How I manage email
I get asked this question a LOT, so I figured it would be wise to write a blog post about it.
It all boils down to using Multiple Inboxes in Gmail.
The image above says it all. (By the way, the image above is a sample Gmail account, not my actual working Gmail account.) I have my Inbox on top, a label called High Priority in the middle, and Waiting For at the bottom. See the image to the right on how to set up Multiple Inboxes (you’ll have to first enable it in Gmail Lab, under Settings.)
The Inbox is literally the inbox. It’s mail that I’ve yet to manage.
The High Priority label is email that is urgent, and needs to remain top-of-mind, that way, every time I open my email (which is very often) I’ll see those emails and they won’t be forgotten.
The Waiting For label is email that’s been sent to someone and I’m waiting on someone to act. That someone could be me. That someone could be the last person I emailed. If it is waiting on me, it’s not urgent enough to be in my task list. I have a weekly Review Waiting For event on my calendar to ensure I look at this label at least once a week. If it’s a busy week, I may only get to look at it when I’m reminded by this event. Otherwise, I usually get to review that label two or three times a week.
Now let’s talk about Tasks.
I capture all of my tasks via Gmail Tasks. If I’m on a mobile device, I use Team Tasks’ excellent Android app (the paid version — they deserve a little money for such an excellent piece of work.)
I also process my Inbox as follows: I delete the crap, archive stuff I may want to find later, apply any High Priority and/or Waiting For labels where appropriate, then archive those labeled emails so they don’t show up twice (once in the Inbox, once in their appropriate label section on the front page of my mail). The rest get added en masse to Gmail Tasks, then archived. The Inbox is now empty.
I then process my tasks one by one, in order (this is key,) until I’ve cleared my task list.
Some tasks result in setting appointments, calls, emailing someone then adding the Waiting For label and archiving the email, etc.
What the task can’t do is just sit in the task list. You have to process them in order.

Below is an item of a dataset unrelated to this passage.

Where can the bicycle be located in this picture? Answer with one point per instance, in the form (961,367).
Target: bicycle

If you don’t, the entire system fails.
You can then pick and choose what you want to do, stuff will get missed, emails won’t get responded to, people will wait on you perpetually, cats and dogs will start living together, mass hysteria!
But isn’t that a lot of manual manipulation?
At first, I thought it might turn out to be, but in the end, it’s actually better this way. Why?
Manually moving your emails forces you to look at them. You have to know what you’re moving. This allows the emails to sit in your residual memory. It’s harder to forget something you’ve looked at and moved around recently.
I’m not condemning creating complex filters in Gmail, but for me, manually moving emails and applying labels allows me to better remember the stuff I’m working on.